E sono anche caratterizzati da minori contatti, il che rende più difficile la trasmissione dell’infezione. E, con buona pace di qualche improvvisato virologo autodidatta, la precedenza adesso ce l’ha la salute.

Non è la fine del mondo

Pochi giorni fa, l’ala brasiliana del Chelsea Willian ha espresso le proprie riserve circa la volontà della Federcalcio inglese di ultimare la Premier League. «Se ricominciassimo a giocare senza tifosi, ma ci fosse un contatto in campo, forse potremmo trasmetterci il virus. Prendo il virus, poi torno a casa dopo la partita per stare in famiglia e lo passo a mia moglie o alle mie figlie. Perciò dobbiamo stare attenti».

Tanto più che il Comitato tecnico-scientifico del Governo pare abbia fatto trapelare che, alla prima nuova positività, seguirebbe un ulteriore stop immediato. Uno scenario, solo ipotetico, cui però si accompagna già una certezza: la penuria di tamponi – anche per i medici in prima linea nell’emergenza. Va da sé che, a meno di esuberi improvvisi, gli atleti non rappresentano una priorità.

Dopodiché, è certamente possibile studiare una diversa forma per concludere l’annata, come i playoff scudetto e i playout retrocessione. Ma sempre senza certezze, perché il virus potrebbe avere altri progetti.

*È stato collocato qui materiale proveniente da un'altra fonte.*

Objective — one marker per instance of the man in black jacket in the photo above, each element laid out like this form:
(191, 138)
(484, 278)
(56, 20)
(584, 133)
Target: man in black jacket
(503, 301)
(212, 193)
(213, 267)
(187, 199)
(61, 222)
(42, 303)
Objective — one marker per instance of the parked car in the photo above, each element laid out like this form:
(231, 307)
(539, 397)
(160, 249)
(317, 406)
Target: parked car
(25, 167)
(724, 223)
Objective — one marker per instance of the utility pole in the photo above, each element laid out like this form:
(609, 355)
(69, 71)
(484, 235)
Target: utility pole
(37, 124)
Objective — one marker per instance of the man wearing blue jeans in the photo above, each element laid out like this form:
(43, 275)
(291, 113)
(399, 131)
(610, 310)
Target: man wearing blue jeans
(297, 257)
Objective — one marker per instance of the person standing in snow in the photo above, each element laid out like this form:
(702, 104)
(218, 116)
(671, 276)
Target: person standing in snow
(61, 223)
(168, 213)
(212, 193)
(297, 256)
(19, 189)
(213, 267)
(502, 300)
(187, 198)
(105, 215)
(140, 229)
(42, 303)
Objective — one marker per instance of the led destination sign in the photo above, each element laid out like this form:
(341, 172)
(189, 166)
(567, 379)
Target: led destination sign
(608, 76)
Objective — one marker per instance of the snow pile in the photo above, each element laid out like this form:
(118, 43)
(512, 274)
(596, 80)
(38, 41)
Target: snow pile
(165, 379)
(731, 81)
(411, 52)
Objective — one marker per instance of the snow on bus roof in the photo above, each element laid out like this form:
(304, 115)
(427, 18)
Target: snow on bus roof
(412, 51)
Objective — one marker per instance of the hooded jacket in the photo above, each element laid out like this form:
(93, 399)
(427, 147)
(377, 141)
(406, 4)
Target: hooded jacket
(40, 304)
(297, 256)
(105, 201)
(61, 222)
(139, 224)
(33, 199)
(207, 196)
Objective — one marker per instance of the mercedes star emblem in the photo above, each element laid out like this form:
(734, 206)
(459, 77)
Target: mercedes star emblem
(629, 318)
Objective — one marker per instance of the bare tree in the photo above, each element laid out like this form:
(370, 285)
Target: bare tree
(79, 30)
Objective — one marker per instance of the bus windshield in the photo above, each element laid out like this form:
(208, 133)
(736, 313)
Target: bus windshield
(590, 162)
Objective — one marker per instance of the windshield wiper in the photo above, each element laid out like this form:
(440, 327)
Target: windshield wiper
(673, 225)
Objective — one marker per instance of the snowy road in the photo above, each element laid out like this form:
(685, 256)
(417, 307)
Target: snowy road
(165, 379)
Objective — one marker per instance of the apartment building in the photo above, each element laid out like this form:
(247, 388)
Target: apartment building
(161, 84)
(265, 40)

In fondo, «tutti gli sport hanno preso decisioni diverse dal mondo del calcio», come da frecciata di Malagò. Non solo: anche gli Europei del football sono stati differiti di un anno, e perfino le Olimpiadi.

Non sarebbe quindi la fine del mondo se il campionato 2019-2020 si fermasse definitivamente. Né se ci si esimesse dall’assegnare il tricolore, o se si bloccassero promozioni e retrocessioni.

Al massimo, sarebbe il triplice fischio per una stagione già fin troppo travagliata. Ma il bello dello sport è anche questo: c’è sempre un’altra partita, c’è sempre un’altra gara.